Roper has had a longstanding goal of squeezing another percent of profitability out of UNC Healthcare’s expanding enterprise, building incentives and bonuses in for managers to tighten margins. It didn’t help the new efforts to shore up the health care system’s image, though, when the N&O finally won a document battle and word got around last week that the system doled out $1.5 million in 2005 for incentives to top brass–including $84,000 for Roper.
A bigger, more profitable system has been a part of UNC Healthcare’s focus since well before Roper took over in 2004. But the former Prudential executive and head of the Centers for Disease Control kicked that effort into overdrive after he commissioned a 2004 study by Navigant Consulting that led to a private-sector style plan for improving the bottom line.
Hammond says one result of the effort was a more aggressive collection program.
“There’s nothing wrong with trying to collect from people who just won’t pay,” he says. “What’s wrong is trying to collect from people who can’t pay.”
While making the cuts and cracking down on patients who couldn’t pay, UNC Healthcare, which receives roughly $40 million from the state annually, continued to project an image of a teaching hospital with a sense of mission to North Carolina.

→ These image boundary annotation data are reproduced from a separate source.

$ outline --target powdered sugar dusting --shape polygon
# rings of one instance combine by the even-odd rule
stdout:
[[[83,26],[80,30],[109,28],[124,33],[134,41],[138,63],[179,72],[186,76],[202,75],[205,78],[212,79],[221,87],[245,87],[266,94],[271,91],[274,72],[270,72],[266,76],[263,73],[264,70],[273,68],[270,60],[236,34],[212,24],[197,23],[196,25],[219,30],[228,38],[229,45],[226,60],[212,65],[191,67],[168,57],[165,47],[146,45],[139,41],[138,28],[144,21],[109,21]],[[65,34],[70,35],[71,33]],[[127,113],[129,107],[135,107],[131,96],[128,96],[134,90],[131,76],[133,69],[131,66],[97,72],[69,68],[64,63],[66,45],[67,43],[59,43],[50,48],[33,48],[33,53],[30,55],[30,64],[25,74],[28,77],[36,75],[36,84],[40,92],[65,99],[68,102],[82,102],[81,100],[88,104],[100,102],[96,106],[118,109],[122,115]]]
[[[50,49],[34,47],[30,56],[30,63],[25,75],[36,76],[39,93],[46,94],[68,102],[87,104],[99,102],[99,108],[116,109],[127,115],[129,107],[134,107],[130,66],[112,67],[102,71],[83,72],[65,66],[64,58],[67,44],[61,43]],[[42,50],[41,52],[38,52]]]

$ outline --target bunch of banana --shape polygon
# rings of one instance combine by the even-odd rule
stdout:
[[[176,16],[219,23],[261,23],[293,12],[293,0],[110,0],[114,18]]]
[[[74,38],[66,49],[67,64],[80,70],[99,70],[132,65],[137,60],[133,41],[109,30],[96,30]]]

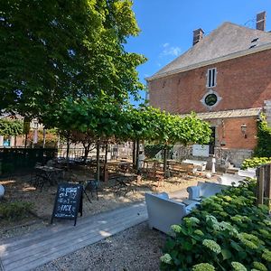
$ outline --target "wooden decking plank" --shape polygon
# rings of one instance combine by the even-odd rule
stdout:
[[[66,226],[66,225],[61,225],[61,227],[57,227],[54,229],[54,227],[47,228],[44,231],[43,229],[43,233],[40,232],[39,234],[33,233],[33,237],[28,237],[27,238],[22,238],[21,239],[18,239],[16,241],[12,241],[12,242],[7,242],[6,244],[3,244],[5,247],[5,251],[10,252],[16,250],[20,248],[21,247],[26,247],[28,244],[32,244],[33,242],[40,242],[42,241],[44,238],[51,238],[51,237],[57,232],[58,235],[61,235],[61,233],[64,233],[65,235],[68,232],[73,232],[73,231],[79,231],[80,229],[85,229],[85,227],[89,227],[89,224],[93,225],[93,227],[98,227],[99,224],[103,224],[104,220],[110,220],[113,219],[115,220],[117,215],[120,216],[126,216],[131,213],[131,211],[145,211],[145,206],[143,204],[140,204],[137,206],[137,209],[133,208],[132,210],[130,209],[123,209],[122,212],[117,211],[117,214],[115,212],[108,213],[107,216],[105,216],[104,214],[102,216],[97,215],[97,216],[92,216],[85,219],[85,221],[82,221],[82,223],[79,223],[76,227],[72,226]],[[3,256],[3,252],[1,253],[1,245],[0,245],[0,257]]]
[[[43,248],[46,246],[53,246],[52,242],[56,243],[58,246],[60,246],[62,243],[71,243],[72,240],[74,238],[84,238],[85,236],[89,236],[89,234],[91,234],[91,231],[93,232],[93,234],[96,233],[96,231],[98,230],[105,230],[104,228],[107,227],[108,224],[113,225],[113,226],[117,226],[123,222],[126,223],[126,221],[131,220],[133,223],[133,220],[135,220],[135,218],[136,218],[137,213],[136,214],[136,212],[131,215],[129,215],[129,217],[126,216],[122,216],[121,218],[117,219],[117,218],[114,218],[114,220],[112,222],[108,222],[106,224],[101,224],[98,223],[99,227],[97,227],[97,225],[89,225],[89,228],[81,228],[80,229],[76,229],[74,232],[73,231],[70,231],[68,233],[64,233],[64,234],[59,234],[56,233],[54,235],[52,235],[50,238],[44,239],[42,242],[40,243],[36,243],[35,240],[33,240],[33,243],[27,243],[25,244],[25,246],[23,246],[23,244],[21,244],[21,248],[13,251],[13,253],[10,252],[5,252],[3,253],[2,256],[4,257],[3,259],[5,260],[5,264],[8,262],[8,259],[10,258],[12,261],[14,261],[14,257],[16,258],[16,260],[20,260],[22,259],[22,257],[23,255],[25,255],[26,253],[31,254],[31,250],[33,251],[33,255],[37,254],[37,244],[38,244],[38,248]],[[99,221],[98,221],[99,222]]]
[[[102,218],[108,217],[109,215],[117,215],[119,213],[124,212],[125,210],[130,210],[130,209],[132,209],[132,210],[136,209],[140,206],[144,206],[144,203],[141,202],[141,203],[134,204],[132,206],[126,206],[126,207],[124,207],[124,208],[117,208],[117,209],[115,209],[111,211],[108,210],[108,211],[105,211],[105,212],[98,213],[97,215],[89,216],[89,217],[86,217],[86,218],[79,217],[78,221],[77,221],[77,226],[75,226],[75,227],[78,227],[79,225],[81,225],[81,224],[88,224],[89,222],[89,220],[90,221],[92,220],[93,217],[98,217],[99,219],[102,219]],[[54,221],[56,221],[56,220],[55,220]],[[70,222],[70,225],[67,225],[68,222]],[[65,228],[63,228],[64,226],[65,226]],[[61,230],[61,229],[65,230],[67,229],[72,229],[72,228],[74,228],[73,220],[69,220],[69,221],[66,220],[64,225],[63,224],[61,224],[61,225],[58,224],[58,225],[53,225],[53,226],[46,228],[46,232],[44,231],[44,229],[38,229],[38,230],[36,230],[33,233],[28,233],[24,236],[20,236],[20,237],[15,237],[15,238],[4,239],[4,240],[0,241],[0,245],[7,244],[7,243],[10,244],[10,245],[19,244],[20,242],[24,242],[24,240],[33,239],[34,238],[34,235],[39,237],[42,233],[42,235],[47,234],[48,236],[51,236],[51,233],[53,233],[57,230]]]
[[[131,215],[131,213],[130,213],[130,215]],[[116,217],[113,217],[112,219],[113,219],[113,221],[115,221],[114,223],[113,222],[110,222],[109,221],[109,223],[107,223],[107,224],[111,224],[111,227],[110,227],[110,229],[114,229],[114,227],[116,227],[116,229],[117,229],[117,227],[119,228],[119,226],[117,226],[117,225],[120,225],[120,224],[122,224],[122,223],[125,223],[125,224],[126,224],[127,222],[129,222],[129,223],[135,223],[135,222],[133,222],[133,220],[135,220],[135,219],[136,220],[138,220],[138,218],[137,217],[140,217],[140,216],[138,216],[137,215],[137,213],[136,214],[134,214],[133,215],[133,217],[130,219],[130,220],[127,220],[127,217],[123,217],[123,220],[116,220]],[[146,220],[146,216],[145,217],[144,217],[144,216],[142,216],[143,217],[143,220]],[[140,218],[141,219],[141,218]],[[107,225],[107,224],[104,224],[104,225],[102,225],[102,226],[108,226],[108,225]],[[91,227],[91,228],[96,228],[96,227]],[[106,229],[105,229],[106,228]],[[86,236],[89,236],[89,229],[83,229],[84,230],[82,231],[82,234],[84,234],[84,235],[86,235]],[[96,228],[96,230],[107,230],[107,227],[101,227],[101,228],[98,228],[98,229]],[[95,233],[95,229],[93,229],[93,231],[94,231],[94,233]],[[81,236],[81,235],[79,235],[79,234],[74,234],[73,232],[71,232],[70,235],[71,235],[72,236],[72,238],[75,239],[75,241],[77,241],[78,240],[78,238],[82,238],[84,236]],[[71,243],[71,239],[70,239],[70,235],[69,235],[69,238],[67,237],[67,234],[66,234],[66,236],[64,236],[64,237],[62,237],[62,238],[64,238],[64,240],[66,240],[66,242],[67,242],[67,239],[68,239],[68,243],[70,245],[70,243]],[[98,233],[98,235],[100,236],[100,233]],[[62,243],[60,243],[60,241],[59,240],[56,240],[55,239],[55,237],[52,237],[52,238],[53,238],[53,241],[54,241],[54,243],[55,244],[57,244],[57,246],[60,246],[60,244],[62,244]],[[51,246],[51,243],[49,241],[49,243],[48,243],[48,245],[50,245],[50,246]],[[63,246],[64,247],[67,247],[67,245],[65,244],[65,242],[63,243]],[[10,253],[10,257],[4,257],[4,262],[5,262],[5,265],[7,265],[8,264],[8,258],[10,257],[11,258],[11,260],[12,260],[12,262],[13,263],[14,263],[14,258],[16,258],[16,260],[20,260],[20,255],[22,255],[22,253],[23,253],[23,255],[25,255],[26,254],[26,252],[27,252],[27,250],[31,250],[32,248],[33,248],[34,249],[34,251],[33,251],[33,254],[34,255],[37,255],[37,248],[36,248],[36,244],[33,244],[33,248],[23,248],[22,249],[19,249],[19,251],[17,251],[17,253]],[[39,247],[40,248],[45,248],[45,250],[47,251],[48,249],[46,248],[46,247],[44,246],[44,244],[42,243],[42,244],[39,244]],[[25,248],[26,248],[26,250],[25,250]],[[21,251],[22,250],[22,251]],[[33,255],[33,257],[34,257],[34,255]],[[44,254],[42,253],[42,256],[44,256]],[[27,260],[27,261],[29,261],[29,259]],[[20,265],[22,265],[22,260],[20,261]]]
[[[126,229],[128,229],[129,227],[133,225],[136,225],[140,222],[143,222],[146,220],[146,217],[138,216],[136,217],[136,220],[132,219],[130,220],[127,220],[127,222],[122,222],[121,227],[116,227],[116,225],[111,225],[108,228],[102,229],[101,230],[104,230],[106,232],[108,232],[108,236],[111,236],[113,234],[116,234],[119,231],[122,231]],[[100,229],[99,229],[100,231]],[[35,255],[33,255],[31,258],[34,258],[33,261],[30,261],[29,257],[26,257],[23,260],[19,260],[16,262],[12,262],[9,265],[6,266],[6,271],[8,270],[16,270],[18,267],[18,270],[29,270],[30,268],[36,267],[37,266],[42,265],[46,262],[49,262],[51,260],[53,260],[59,257],[67,255],[69,253],[71,253],[72,251],[75,251],[77,249],[82,248],[88,245],[93,244],[97,241],[99,241],[103,239],[105,237],[101,236],[100,233],[96,232],[93,236],[87,235],[87,238],[81,239],[81,237],[79,237],[79,240],[77,238],[74,238],[73,242],[71,240],[68,240],[67,243],[61,244],[57,247],[52,247],[51,248],[44,249],[43,251],[46,251],[43,253],[43,251],[40,251],[39,253],[36,252]],[[69,246],[67,246],[67,244]],[[26,265],[26,266],[25,266]],[[24,268],[25,269],[23,269]]]
[[[76,227],[71,220],[70,225],[53,225],[24,237],[3,240],[0,248],[2,244],[5,251],[1,253],[0,249],[0,258],[5,271],[30,270],[146,220],[144,202],[79,218]],[[101,231],[107,236],[102,236]],[[23,257],[20,257],[21,255]]]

Hammond says one of the most aggravating bits of spin used is how UNC Healthcare cites an automatic 25 percent discount for the uninsured as one way it is living up to its mission. But it’s 25 percent off the “list price,” he says, and almost nobody–not the insurance companies, the HMOs and certainly not Medicare and Medicaid–pays the list price. A typical hospital’s chargemaster–the schedule of rates for procedures and treatments broken down for each insurer as well as Medicaid and Medicare–includes discounts far deeper than the much-touted 25 percent break for the uninsured.
The focus on the system isn’t likely to let up anytime soon. Soltys says there are hundreds of hospital employees pushing back against the changes and calling for the UNC system to become more involved.
“I think the Board of Governors has got to deal with this,” she says.